Barry Zalma | July 21, 2023
The Kentucky Supreme Court was asked to determine if the claims-made-and-reported management liability policy that Allied World Specialty Insurance Company issued to Kentucky State University (KSU) provided coverage because KSU did not comply with the policy's notice provisions. The trial court applied the notice prejudice rule. The Kentucky Court of Appeals reversed, and the case was brought to the Kentucky Supreme Court in Kentucky State Univ. v. Darwin Nat'l Assur. Co., No. 2021 SC 0130 (Ky. June 15, 2023).

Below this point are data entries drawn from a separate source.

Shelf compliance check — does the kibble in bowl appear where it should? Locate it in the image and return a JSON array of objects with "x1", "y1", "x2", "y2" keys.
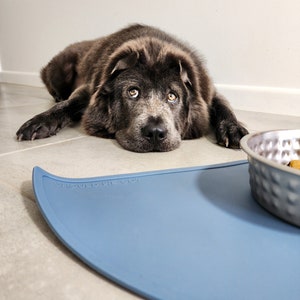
[{"x1": 241, "y1": 130, "x2": 300, "y2": 226}]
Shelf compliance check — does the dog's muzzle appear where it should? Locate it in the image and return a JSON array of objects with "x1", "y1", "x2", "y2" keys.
[{"x1": 141, "y1": 117, "x2": 168, "y2": 148}]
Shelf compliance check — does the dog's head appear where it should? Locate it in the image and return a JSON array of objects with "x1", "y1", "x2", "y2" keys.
[{"x1": 83, "y1": 38, "x2": 209, "y2": 152}]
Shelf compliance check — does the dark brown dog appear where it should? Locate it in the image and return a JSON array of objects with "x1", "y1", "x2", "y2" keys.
[{"x1": 17, "y1": 25, "x2": 247, "y2": 152}]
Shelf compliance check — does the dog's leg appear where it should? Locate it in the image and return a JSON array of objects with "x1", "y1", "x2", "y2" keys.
[
  {"x1": 16, "y1": 85, "x2": 90, "y2": 141},
  {"x1": 210, "y1": 94, "x2": 248, "y2": 148}
]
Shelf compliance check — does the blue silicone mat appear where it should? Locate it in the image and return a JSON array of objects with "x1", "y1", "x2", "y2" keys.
[{"x1": 33, "y1": 161, "x2": 300, "y2": 300}]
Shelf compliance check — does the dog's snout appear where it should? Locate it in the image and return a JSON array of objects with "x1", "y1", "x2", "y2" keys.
[{"x1": 142, "y1": 118, "x2": 167, "y2": 144}]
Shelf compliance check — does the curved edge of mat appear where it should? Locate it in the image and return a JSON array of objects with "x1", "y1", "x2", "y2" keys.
[{"x1": 32, "y1": 160, "x2": 248, "y2": 299}]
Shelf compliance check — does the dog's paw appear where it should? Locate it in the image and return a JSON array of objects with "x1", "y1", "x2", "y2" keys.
[
  {"x1": 16, "y1": 115, "x2": 60, "y2": 141},
  {"x1": 216, "y1": 120, "x2": 248, "y2": 149}
]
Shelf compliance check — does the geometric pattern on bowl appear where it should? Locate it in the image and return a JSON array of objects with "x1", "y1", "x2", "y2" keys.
[{"x1": 241, "y1": 130, "x2": 300, "y2": 226}]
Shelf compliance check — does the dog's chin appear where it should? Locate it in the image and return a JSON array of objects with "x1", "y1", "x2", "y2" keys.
[{"x1": 116, "y1": 130, "x2": 181, "y2": 153}]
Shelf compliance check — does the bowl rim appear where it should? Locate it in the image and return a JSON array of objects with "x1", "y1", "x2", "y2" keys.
[{"x1": 240, "y1": 129, "x2": 300, "y2": 177}]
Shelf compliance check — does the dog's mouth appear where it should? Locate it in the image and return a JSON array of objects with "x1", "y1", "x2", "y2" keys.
[{"x1": 116, "y1": 127, "x2": 181, "y2": 153}]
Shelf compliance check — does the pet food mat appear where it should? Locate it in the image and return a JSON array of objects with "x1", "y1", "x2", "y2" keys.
[{"x1": 33, "y1": 161, "x2": 300, "y2": 300}]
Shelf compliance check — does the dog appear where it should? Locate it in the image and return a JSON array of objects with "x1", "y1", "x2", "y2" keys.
[{"x1": 16, "y1": 24, "x2": 248, "y2": 152}]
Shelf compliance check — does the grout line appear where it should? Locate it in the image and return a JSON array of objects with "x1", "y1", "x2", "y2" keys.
[{"x1": 0, "y1": 136, "x2": 86, "y2": 158}]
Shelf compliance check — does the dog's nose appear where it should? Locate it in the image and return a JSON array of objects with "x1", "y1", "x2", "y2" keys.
[{"x1": 142, "y1": 122, "x2": 167, "y2": 144}]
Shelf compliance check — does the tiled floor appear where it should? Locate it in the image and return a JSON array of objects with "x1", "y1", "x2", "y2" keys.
[{"x1": 0, "y1": 84, "x2": 300, "y2": 300}]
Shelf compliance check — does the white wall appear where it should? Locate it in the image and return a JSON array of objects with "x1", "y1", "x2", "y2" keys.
[{"x1": 0, "y1": 0, "x2": 300, "y2": 115}]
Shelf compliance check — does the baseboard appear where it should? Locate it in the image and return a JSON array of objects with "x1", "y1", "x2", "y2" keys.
[
  {"x1": 0, "y1": 71, "x2": 44, "y2": 87},
  {"x1": 0, "y1": 71, "x2": 300, "y2": 116},
  {"x1": 216, "y1": 84, "x2": 300, "y2": 117}
]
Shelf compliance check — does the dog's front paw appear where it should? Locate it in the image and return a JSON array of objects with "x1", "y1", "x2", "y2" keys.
[
  {"x1": 16, "y1": 115, "x2": 60, "y2": 141},
  {"x1": 216, "y1": 120, "x2": 248, "y2": 149}
]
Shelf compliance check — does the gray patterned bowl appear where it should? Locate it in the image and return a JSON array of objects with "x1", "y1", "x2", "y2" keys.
[{"x1": 241, "y1": 130, "x2": 300, "y2": 226}]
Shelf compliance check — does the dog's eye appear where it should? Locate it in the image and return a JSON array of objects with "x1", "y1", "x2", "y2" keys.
[
  {"x1": 167, "y1": 92, "x2": 178, "y2": 104},
  {"x1": 128, "y1": 88, "x2": 140, "y2": 99}
]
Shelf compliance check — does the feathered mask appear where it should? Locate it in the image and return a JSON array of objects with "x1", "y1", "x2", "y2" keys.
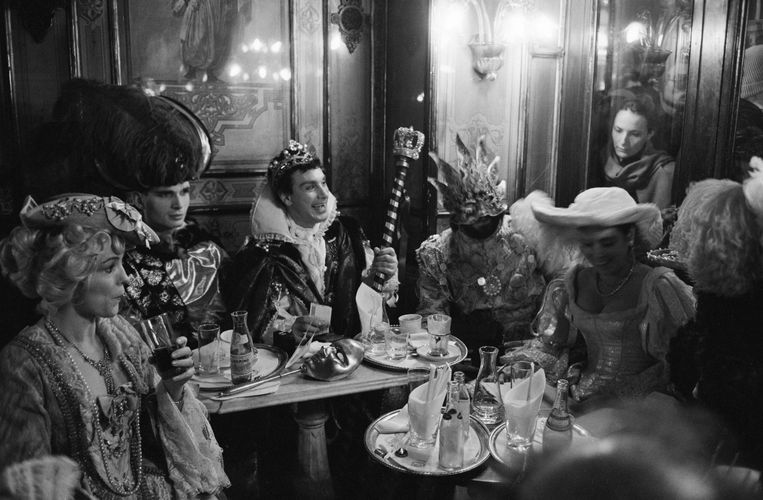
[
  {"x1": 429, "y1": 135, "x2": 508, "y2": 224},
  {"x1": 39, "y1": 79, "x2": 212, "y2": 191}
]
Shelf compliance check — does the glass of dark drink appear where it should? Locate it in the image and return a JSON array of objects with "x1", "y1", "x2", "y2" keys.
[{"x1": 138, "y1": 313, "x2": 178, "y2": 375}]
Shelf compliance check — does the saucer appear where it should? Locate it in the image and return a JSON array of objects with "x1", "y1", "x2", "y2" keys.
[{"x1": 416, "y1": 342, "x2": 461, "y2": 361}]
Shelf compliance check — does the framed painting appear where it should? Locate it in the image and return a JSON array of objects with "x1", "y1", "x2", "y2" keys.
[{"x1": 122, "y1": 0, "x2": 294, "y2": 177}]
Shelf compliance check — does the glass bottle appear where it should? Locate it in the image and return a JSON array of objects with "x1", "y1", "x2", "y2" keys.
[
  {"x1": 472, "y1": 346, "x2": 504, "y2": 425},
  {"x1": 438, "y1": 381, "x2": 464, "y2": 470},
  {"x1": 367, "y1": 294, "x2": 389, "y2": 356},
  {"x1": 453, "y1": 372, "x2": 472, "y2": 444},
  {"x1": 543, "y1": 379, "x2": 572, "y2": 454},
  {"x1": 230, "y1": 311, "x2": 257, "y2": 384}
]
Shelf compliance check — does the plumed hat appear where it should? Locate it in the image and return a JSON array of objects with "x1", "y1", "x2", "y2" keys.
[
  {"x1": 429, "y1": 135, "x2": 508, "y2": 224},
  {"x1": 48, "y1": 79, "x2": 212, "y2": 191},
  {"x1": 19, "y1": 194, "x2": 159, "y2": 247},
  {"x1": 532, "y1": 187, "x2": 662, "y2": 248}
]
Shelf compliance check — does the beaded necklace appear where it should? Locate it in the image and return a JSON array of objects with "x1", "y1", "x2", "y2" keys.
[
  {"x1": 45, "y1": 319, "x2": 117, "y2": 396},
  {"x1": 45, "y1": 319, "x2": 143, "y2": 497},
  {"x1": 595, "y1": 262, "x2": 636, "y2": 297}
]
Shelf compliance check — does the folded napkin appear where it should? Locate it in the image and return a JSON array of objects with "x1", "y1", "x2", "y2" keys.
[
  {"x1": 501, "y1": 368, "x2": 546, "y2": 409},
  {"x1": 210, "y1": 380, "x2": 281, "y2": 401},
  {"x1": 376, "y1": 405, "x2": 411, "y2": 434}
]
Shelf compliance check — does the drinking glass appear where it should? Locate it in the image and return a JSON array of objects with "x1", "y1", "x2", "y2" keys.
[
  {"x1": 503, "y1": 361, "x2": 542, "y2": 448},
  {"x1": 427, "y1": 314, "x2": 451, "y2": 356},
  {"x1": 384, "y1": 326, "x2": 408, "y2": 360},
  {"x1": 398, "y1": 314, "x2": 421, "y2": 333},
  {"x1": 138, "y1": 313, "x2": 182, "y2": 376},
  {"x1": 196, "y1": 323, "x2": 220, "y2": 376},
  {"x1": 408, "y1": 368, "x2": 442, "y2": 448}
]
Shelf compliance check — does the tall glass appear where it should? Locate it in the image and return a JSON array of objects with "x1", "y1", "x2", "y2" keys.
[
  {"x1": 408, "y1": 368, "x2": 442, "y2": 448},
  {"x1": 472, "y1": 346, "x2": 504, "y2": 425},
  {"x1": 196, "y1": 323, "x2": 220, "y2": 376},
  {"x1": 137, "y1": 313, "x2": 182, "y2": 376},
  {"x1": 503, "y1": 361, "x2": 539, "y2": 448}
]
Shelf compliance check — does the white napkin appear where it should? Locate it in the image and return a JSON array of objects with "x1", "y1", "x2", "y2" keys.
[
  {"x1": 211, "y1": 380, "x2": 281, "y2": 401},
  {"x1": 376, "y1": 405, "x2": 411, "y2": 434},
  {"x1": 355, "y1": 283, "x2": 382, "y2": 337},
  {"x1": 501, "y1": 368, "x2": 546, "y2": 409}
]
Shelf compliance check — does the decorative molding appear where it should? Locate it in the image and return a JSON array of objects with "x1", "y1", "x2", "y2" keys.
[
  {"x1": 162, "y1": 84, "x2": 284, "y2": 153},
  {"x1": 329, "y1": 0, "x2": 367, "y2": 54}
]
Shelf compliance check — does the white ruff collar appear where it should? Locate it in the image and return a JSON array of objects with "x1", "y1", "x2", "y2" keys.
[{"x1": 251, "y1": 182, "x2": 339, "y2": 295}]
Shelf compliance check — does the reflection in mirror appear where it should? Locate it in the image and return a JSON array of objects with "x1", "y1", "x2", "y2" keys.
[
  {"x1": 727, "y1": 0, "x2": 763, "y2": 181},
  {"x1": 588, "y1": 0, "x2": 692, "y2": 208}
]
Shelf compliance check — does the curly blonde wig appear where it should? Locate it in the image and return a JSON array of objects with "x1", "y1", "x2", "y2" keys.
[
  {"x1": 0, "y1": 224, "x2": 125, "y2": 314},
  {"x1": 671, "y1": 179, "x2": 763, "y2": 297}
]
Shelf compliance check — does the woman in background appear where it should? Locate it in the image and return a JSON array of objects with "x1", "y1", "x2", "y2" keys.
[
  {"x1": 0, "y1": 195, "x2": 228, "y2": 499},
  {"x1": 604, "y1": 96, "x2": 676, "y2": 209}
]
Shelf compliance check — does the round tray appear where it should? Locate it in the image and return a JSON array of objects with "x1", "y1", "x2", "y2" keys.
[
  {"x1": 363, "y1": 332, "x2": 467, "y2": 372},
  {"x1": 488, "y1": 409, "x2": 591, "y2": 469},
  {"x1": 191, "y1": 344, "x2": 288, "y2": 391},
  {"x1": 364, "y1": 410, "x2": 490, "y2": 476}
]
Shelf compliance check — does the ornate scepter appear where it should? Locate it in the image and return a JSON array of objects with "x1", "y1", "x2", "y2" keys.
[{"x1": 373, "y1": 127, "x2": 424, "y2": 293}]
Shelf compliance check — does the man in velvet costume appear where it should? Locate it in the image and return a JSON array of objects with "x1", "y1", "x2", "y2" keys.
[
  {"x1": 223, "y1": 141, "x2": 397, "y2": 343},
  {"x1": 216, "y1": 141, "x2": 397, "y2": 498}
]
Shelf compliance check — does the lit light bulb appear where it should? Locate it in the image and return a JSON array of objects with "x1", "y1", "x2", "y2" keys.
[{"x1": 329, "y1": 32, "x2": 342, "y2": 50}]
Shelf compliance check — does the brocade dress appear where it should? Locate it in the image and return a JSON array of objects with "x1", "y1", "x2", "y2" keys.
[
  {"x1": 416, "y1": 215, "x2": 546, "y2": 356},
  {"x1": 566, "y1": 266, "x2": 695, "y2": 400},
  {"x1": 0, "y1": 316, "x2": 229, "y2": 500}
]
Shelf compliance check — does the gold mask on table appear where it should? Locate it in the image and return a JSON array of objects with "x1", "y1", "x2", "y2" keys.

The insurance policy KSU purchased from Allied World was for the period from July 1, 2014, to July 1, 2015. The policy allowed claims made against KSU within the policy period to be reported to Allied World up to 90 days after the end of the policy period. The policy expired July 1, 2015, and the 90-day extended reporting period ended September 29, 2015.
During the policy period, two professors submitted notices of charges of discrimination to the US Equal Employment Opportunity Commission (EEOC) and Kentucky Commission on Human Rights (collectively, "EEOC Charges") related to their employment at KSU. KSU received written notice of the EEOC Charges on June 23, 2015. On September 2, 2015, the professors brought employment-related claims against KSU in Franklin Circuit Court; the substance of which would be covered under the policy. On October 2, 2015, 3 days after the extended reporting period expired, KSU notified Allied World, which denied coverage.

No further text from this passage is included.